Basti pensare - solo per citare alcuni esempi - all'art. 199 cod. proc. pen., per la facoltà di astenersi dal deporre concessa al convivente dell'imputato; agli artt. 342-bis e 343-ter cod. civ., introdotti dalla legge 4 aprile 2001, n. 154, sull'estensione al convivente degli ordini di protezione contro gli abusi familiari; all'art. 6 della legge 4 maggio 1983, n. 184, così come sostituito ad opera della legge 28 marzo 2001; n. 149, per gli effetti della convivenza precedente al matrimonio sulla stabilità del vincolo ai fini dell'adozione; all'art. 408 cod. civ., così come novellato dalla legge 9 gennaio 1994, n. 6, per la scelta dell'amministratore di sostegno, che può cadere anche sulla persona stabilmente convivente; all'art. 129 del d.lgs. 7 settembre 2005, n. 209, in tema di soggetti che non possono essere considerati terzi e che non hanno diritto ai benefici derivanti dall'assicurazione obbligatoria della responsabilità civile derivante dalla circolazione dei veicoli a motore e dai natanti, limitatamente ai danni alle cose.  Soprattutto, è stata la giurisprudenza costituzionale a sottolineare che "un consolidato rapporto, ancorché di fatto, non appare - anche a sommaria indagine - costituzionalmente irrilevante quando si abbia riguardo al rilievo offerto al riconoscimento delle formazioni sociali e alle conseguenti intrinseche manifestazioni solidaristiche (art. 2 Cost.)"; e ribadire, di recente, che "per formazione sociale deve intendersi ogni forma di comunità, semplice o complessa, idonea a consentire e favorire il libero sviluppo della persona nella vita di relazione, nel contesto di una valorizzazione del modello pluralistico".
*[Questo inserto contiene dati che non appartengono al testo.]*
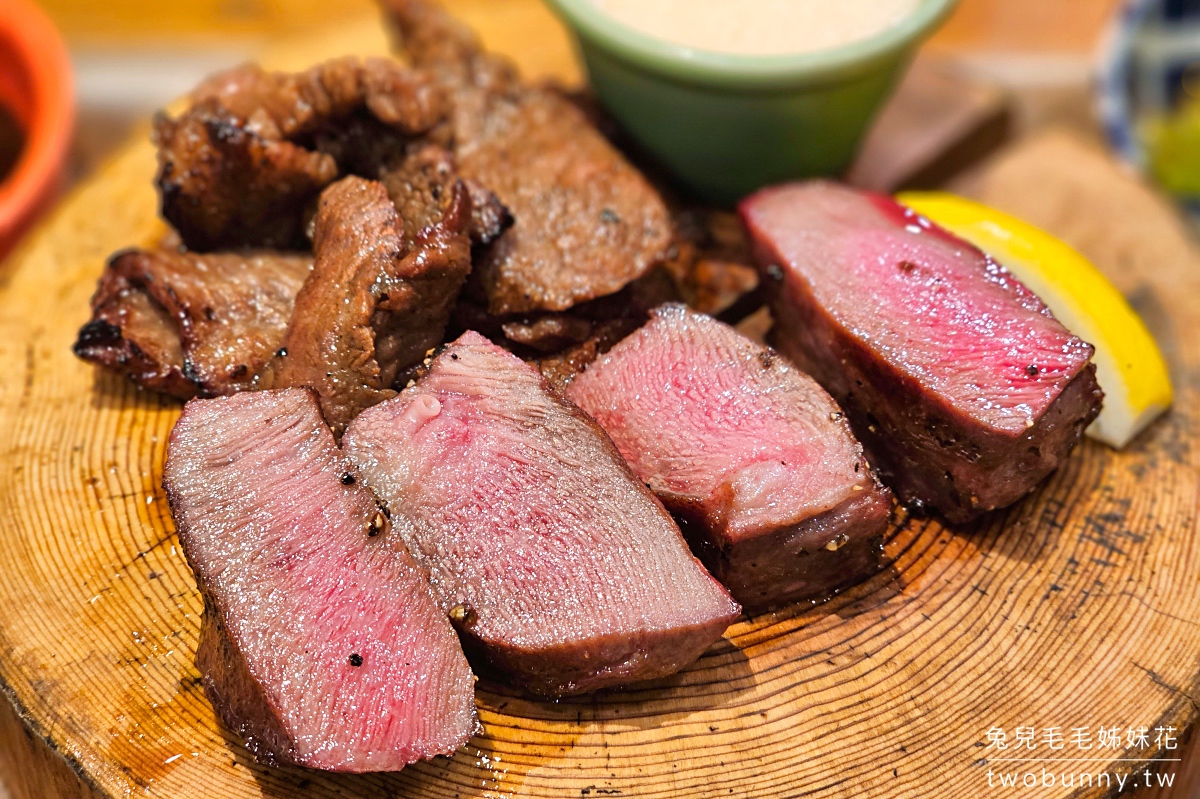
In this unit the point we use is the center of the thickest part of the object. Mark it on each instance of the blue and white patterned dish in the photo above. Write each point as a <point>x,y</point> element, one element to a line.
<point>1149,91</point>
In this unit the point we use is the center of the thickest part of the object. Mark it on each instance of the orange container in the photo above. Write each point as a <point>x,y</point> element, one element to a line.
<point>37,88</point>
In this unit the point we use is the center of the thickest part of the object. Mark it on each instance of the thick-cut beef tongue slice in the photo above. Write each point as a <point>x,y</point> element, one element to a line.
<point>587,222</point>
<point>192,324</point>
<point>376,302</point>
<point>546,551</point>
<point>964,388</point>
<point>322,644</point>
<point>755,457</point>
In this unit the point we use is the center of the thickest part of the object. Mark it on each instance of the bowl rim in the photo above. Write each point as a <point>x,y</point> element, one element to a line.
<point>46,67</point>
<point>745,71</point>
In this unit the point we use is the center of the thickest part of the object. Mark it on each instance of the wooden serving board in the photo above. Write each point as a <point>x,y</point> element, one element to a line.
<point>1078,607</point>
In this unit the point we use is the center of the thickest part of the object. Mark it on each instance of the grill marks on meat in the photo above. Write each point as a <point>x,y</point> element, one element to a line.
<point>959,380</point>
<point>419,184</point>
<point>755,457</point>
<point>556,563</point>
<point>376,302</point>
<point>234,169</point>
<point>587,222</point>
<point>322,644</point>
<point>191,324</point>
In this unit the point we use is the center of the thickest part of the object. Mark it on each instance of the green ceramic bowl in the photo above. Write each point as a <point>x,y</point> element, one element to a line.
<point>727,125</point>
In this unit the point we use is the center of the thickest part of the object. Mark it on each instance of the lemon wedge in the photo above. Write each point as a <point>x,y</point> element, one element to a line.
<point>1128,364</point>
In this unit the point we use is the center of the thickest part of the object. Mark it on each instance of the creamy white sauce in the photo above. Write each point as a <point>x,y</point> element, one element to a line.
<point>760,26</point>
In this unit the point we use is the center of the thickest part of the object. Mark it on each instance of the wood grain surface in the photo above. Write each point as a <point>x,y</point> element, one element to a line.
<point>1077,607</point>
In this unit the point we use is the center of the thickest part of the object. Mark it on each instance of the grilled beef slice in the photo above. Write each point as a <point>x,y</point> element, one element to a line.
<point>190,324</point>
<point>587,222</point>
<point>754,457</point>
<point>964,388</point>
<point>322,644</point>
<point>555,562</point>
<point>237,170</point>
<point>376,302</point>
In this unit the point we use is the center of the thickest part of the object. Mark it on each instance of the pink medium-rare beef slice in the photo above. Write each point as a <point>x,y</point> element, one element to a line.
<point>555,562</point>
<point>322,644</point>
<point>754,457</point>
<point>964,388</point>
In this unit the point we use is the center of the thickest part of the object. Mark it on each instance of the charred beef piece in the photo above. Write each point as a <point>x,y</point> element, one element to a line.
<point>964,388</point>
<point>552,559</point>
<point>234,169</point>
<point>322,644</point>
<point>748,451</point>
<point>377,300</point>
<point>587,222</point>
<point>419,182</point>
<point>190,324</point>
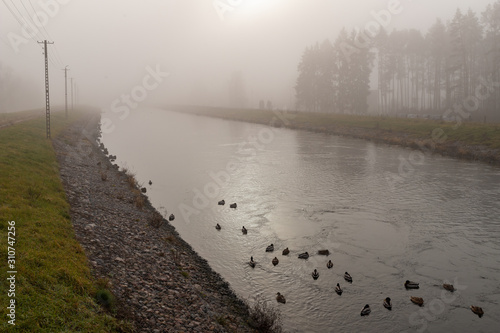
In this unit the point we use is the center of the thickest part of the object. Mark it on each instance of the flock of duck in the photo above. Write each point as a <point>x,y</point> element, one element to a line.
<point>315,275</point>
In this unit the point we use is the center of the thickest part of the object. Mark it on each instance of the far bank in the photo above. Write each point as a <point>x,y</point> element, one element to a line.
<point>459,139</point>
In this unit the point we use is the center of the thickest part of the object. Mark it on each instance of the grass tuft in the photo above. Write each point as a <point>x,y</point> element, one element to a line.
<point>55,291</point>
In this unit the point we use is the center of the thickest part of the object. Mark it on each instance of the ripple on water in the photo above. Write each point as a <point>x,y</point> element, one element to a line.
<point>308,192</point>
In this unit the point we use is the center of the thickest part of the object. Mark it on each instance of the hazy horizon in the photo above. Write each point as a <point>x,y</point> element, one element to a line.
<point>113,47</point>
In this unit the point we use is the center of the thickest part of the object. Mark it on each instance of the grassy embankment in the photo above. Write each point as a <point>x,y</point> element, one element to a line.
<point>467,140</point>
<point>54,290</point>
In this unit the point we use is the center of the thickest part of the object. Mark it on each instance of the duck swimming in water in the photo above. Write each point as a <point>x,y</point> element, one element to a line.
<point>275,261</point>
<point>411,285</point>
<point>477,310</point>
<point>387,303</point>
<point>338,290</point>
<point>304,255</point>
<point>280,298</point>
<point>251,262</point>
<point>417,300</point>
<point>366,310</point>
<point>449,287</point>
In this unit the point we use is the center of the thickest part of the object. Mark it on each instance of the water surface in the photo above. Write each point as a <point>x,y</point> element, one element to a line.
<point>430,219</point>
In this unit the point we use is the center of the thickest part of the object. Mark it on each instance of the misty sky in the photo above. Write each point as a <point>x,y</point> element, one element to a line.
<point>109,44</point>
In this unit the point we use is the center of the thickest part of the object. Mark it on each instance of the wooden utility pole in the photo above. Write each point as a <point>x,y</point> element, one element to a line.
<point>66,90</point>
<point>71,94</point>
<point>47,100</point>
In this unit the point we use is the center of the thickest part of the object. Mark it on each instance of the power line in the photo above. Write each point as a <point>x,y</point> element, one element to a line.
<point>56,53</point>
<point>47,100</point>
<point>17,19</point>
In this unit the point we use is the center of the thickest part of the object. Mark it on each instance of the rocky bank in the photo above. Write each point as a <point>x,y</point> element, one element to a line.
<point>161,284</point>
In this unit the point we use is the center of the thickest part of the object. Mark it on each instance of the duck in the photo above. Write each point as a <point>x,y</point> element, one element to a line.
<point>338,290</point>
<point>387,303</point>
<point>251,262</point>
<point>417,300</point>
<point>366,310</point>
<point>304,255</point>
<point>411,285</point>
<point>477,310</point>
<point>275,261</point>
<point>449,287</point>
<point>280,298</point>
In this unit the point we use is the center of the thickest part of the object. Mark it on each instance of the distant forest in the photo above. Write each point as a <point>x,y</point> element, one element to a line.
<point>455,64</point>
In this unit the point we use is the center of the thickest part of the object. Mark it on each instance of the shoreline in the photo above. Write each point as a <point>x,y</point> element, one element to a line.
<point>437,140</point>
<point>160,283</point>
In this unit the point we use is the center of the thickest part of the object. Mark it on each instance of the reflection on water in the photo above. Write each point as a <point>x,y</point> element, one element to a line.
<point>307,192</point>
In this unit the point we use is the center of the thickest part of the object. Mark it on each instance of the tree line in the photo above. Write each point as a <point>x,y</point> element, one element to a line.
<point>454,63</point>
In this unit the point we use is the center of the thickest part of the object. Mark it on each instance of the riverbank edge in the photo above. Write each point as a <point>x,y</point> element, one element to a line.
<point>435,142</point>
<point>160,283</point>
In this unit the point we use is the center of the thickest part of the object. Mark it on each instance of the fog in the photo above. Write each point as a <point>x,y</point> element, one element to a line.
<point>112,47</point>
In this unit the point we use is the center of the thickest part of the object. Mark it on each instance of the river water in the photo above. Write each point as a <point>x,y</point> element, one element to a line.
<point>386,214</point>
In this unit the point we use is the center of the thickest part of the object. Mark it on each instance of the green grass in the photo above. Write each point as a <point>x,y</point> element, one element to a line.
<point>10,118</point>
<point>54,288</point>
<point>389,129</point>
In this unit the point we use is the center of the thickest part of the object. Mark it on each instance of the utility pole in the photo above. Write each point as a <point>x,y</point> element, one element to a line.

In questo contesto si colloca la declaratoria di illegittimità costituzionale dell'art. 6 della legge sulla locazione d'immobili urbani 27 luglio 1978, n. 392 (sentenza n. 404 del 1988),  con cui la Corte costituzionale ha posto il convivente more uxorio tra i successibili nella locazione, in caso di morte del conduttore, e ha stabilito che il convivente medesimo, affidatario di prole naturale, succede al conduttore che abbia cessato la convivenza. La qualità di formazione sociale della convivenza more uxorio ha consentito a questa Corte di guardare alla stessa come fonte di doveri morali e sociali di ciascun convivente nei confronti dell'altro; con l'effetto, tra l'altro: a) di escludere il diritto del convivente more uxorio di ripetere le eventuali attribuzioni patrimoniali effettuate nel corso della convivenza; b) di riconoscere il diritto del convivente al risarcimento del danno patrimoniale e non patrimoniale per la morte del compagno o della compagna provocata da un terzo; c) di dare rilevanza alla convivenza intrapresa dal coniuge separato o divorziato ai fini dell'assegno di mantenimento o di quello di divorzio. Poiché, dunque, la famiglia di fatto è compresa tra le formazioni sociali che l'art. 2 Cost. considera la sede di svolgimento della personalità individuale, il convivente gode della casa familiare, di proprietà del compagno o della compagna, per soddisfare un interesse proprio, oltre che della coppia, sulla base di un titolo a contenuto e matrice personale la cui rilevanza sul piano della giuridicità è custodita dalla Costituzione, sì da assumere i connotati tipici della detenzione qualificata. Ciò, beninteso, non significa - come assume la ricorrente - pervenire ad un completo pareggiamento tra la convivenza more uxorio ed il matrimonio, contrastante con la stessa volontà degli interessati, che hanno liberamente scelto di non vincolarsi con il matrimonio proprio per evitare, in tutto o in parte, le conseguenze legali che discendono dal coniugio.